Which brings me to my post's point, and a revelation of a little that happened yesterday as well. Matthew Whoolery was the one who introduced the movie for International Cinema Night yesterday evening- the film was Theeb, which was a nominee for best foreign-language picture, last year I think. It was amazing. It's an amazing film. But, as he pointed out in the after-film discussion, maybe he's preaching to the choir of saying it- those who turn up for International Cinema night in the first place, and then those who stick around for the discussion afterward, would be the ones inclined or pre-inclined to be willing to appreciate something like it. And not everyone is, or would be.

Theeb has almost no non-diegetic music in it. The Red Turtle has even sparser dialogue. Western audiences, American ones at least and especially, are conditioned to want to have wall-to-wall, eventhood, event-ness, in their movies; something's always got to be happening, and if there's not that a lot of people get bored and/or confused. But his 6-year-old daughter, in watching Theeb as he tells us and The Red Turtle as I see firsthand, is able to appreciate a film where that doesn't happen. It didn't even occur to me, meanwhile, that boring movies could be boring.

There are certain things we expect out of cinema just by default; it's almost unthinkable that a film could go without non-diegetic music except for maybe during the credits- but we've got, No Country for Old Men, Cloverfield. Theeb has a little bit of music, but without your hand being held by the music, having it tell you how to feel, you don't know how to feel, and that makes these films so much more suspenseful.

I can't think of many examples of films where the dialogue is inconsequential or background noise or nonexistent- a few, but no mainstream live-action American ones. The Red Turtle. The Triplets of Belleville, maybe other Sylvain Chomet films but I'm not sure. Boy and the World. The sparseness of dialogue here makes these films into, parables or something. Fables, was a word previously used, that's a good one.

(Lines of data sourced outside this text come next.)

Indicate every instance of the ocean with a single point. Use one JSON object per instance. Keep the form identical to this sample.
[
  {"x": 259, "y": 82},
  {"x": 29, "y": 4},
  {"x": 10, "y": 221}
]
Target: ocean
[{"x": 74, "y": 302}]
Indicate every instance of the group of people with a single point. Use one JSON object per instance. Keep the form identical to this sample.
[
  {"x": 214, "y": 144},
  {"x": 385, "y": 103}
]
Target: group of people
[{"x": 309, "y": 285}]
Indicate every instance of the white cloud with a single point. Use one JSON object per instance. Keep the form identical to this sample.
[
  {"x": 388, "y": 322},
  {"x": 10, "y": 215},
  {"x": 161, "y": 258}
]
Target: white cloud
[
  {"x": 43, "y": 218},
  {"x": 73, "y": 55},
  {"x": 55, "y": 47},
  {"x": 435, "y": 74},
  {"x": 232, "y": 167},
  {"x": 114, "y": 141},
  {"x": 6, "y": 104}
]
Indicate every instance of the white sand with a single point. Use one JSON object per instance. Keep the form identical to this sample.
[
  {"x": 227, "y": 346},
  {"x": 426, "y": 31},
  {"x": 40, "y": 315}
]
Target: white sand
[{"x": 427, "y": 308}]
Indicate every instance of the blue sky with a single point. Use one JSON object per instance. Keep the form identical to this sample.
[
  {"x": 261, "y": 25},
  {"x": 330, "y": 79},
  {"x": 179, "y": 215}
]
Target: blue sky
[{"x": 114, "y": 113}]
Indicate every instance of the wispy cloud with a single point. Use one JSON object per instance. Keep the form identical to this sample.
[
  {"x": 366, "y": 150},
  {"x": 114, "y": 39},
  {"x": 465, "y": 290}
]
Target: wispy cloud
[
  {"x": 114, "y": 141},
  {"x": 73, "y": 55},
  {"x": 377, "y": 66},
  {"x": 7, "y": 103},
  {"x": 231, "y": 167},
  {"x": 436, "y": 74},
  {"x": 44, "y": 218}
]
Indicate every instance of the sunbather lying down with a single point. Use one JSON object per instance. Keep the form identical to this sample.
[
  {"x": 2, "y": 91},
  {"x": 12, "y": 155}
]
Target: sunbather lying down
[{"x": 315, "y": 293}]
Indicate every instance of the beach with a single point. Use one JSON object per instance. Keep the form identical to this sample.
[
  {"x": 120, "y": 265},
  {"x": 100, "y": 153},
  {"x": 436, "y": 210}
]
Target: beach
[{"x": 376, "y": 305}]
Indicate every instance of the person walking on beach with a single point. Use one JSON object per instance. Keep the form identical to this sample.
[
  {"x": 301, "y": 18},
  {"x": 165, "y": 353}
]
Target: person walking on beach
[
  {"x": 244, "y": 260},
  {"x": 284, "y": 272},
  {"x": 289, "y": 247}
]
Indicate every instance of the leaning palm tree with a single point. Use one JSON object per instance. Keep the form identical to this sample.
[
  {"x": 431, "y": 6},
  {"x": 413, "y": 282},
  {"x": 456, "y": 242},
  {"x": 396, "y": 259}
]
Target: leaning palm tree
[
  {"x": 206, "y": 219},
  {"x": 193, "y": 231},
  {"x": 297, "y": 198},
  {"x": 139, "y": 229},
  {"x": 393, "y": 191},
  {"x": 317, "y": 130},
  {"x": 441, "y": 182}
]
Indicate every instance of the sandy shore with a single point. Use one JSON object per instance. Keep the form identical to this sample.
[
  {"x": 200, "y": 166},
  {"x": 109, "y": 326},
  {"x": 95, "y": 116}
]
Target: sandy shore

Color is another thing that we expect from movies- I was thinking about Alfred Hitchcock's Spellbound during the discussion on the use of music in film. Film won an Oscar for its score, but that's not why I was thinking about it- the film's in black-and-white but there's like two frames of red spliced into the film at the climax. It's not unusual for a black-and-white movie to have its frames tinted for emotional effect or to indicate time-of-day- a night shot would be tinted blue, an indoor shot would be tinted yellow, that kind of thing. So it's not too unprecedented to have color splash out of nowhere in a black-and-white flick. But it is shocking.

I think about that a lot, some. Now that we have the technology, and we can have the music and the talking and the color in the movie, we expect it- but if we don't pull back these things, go without them for some or all of the movie, it's impossible to recreate a Spellbound. Not that we generally even remember that movie out of all of Hitchcock's oeuvre, but whatever.

So I made it to International Cinema Night, that's what happened at 7:00 pm. I'm honestly not trying to be mysterious about yesterday, nobody's probably even that curious. But that's what happened at 7:00.

1 comment:

  1. OK, I added them to my Netflix queues. Theeb is instant view. The Red Turtle is DVD.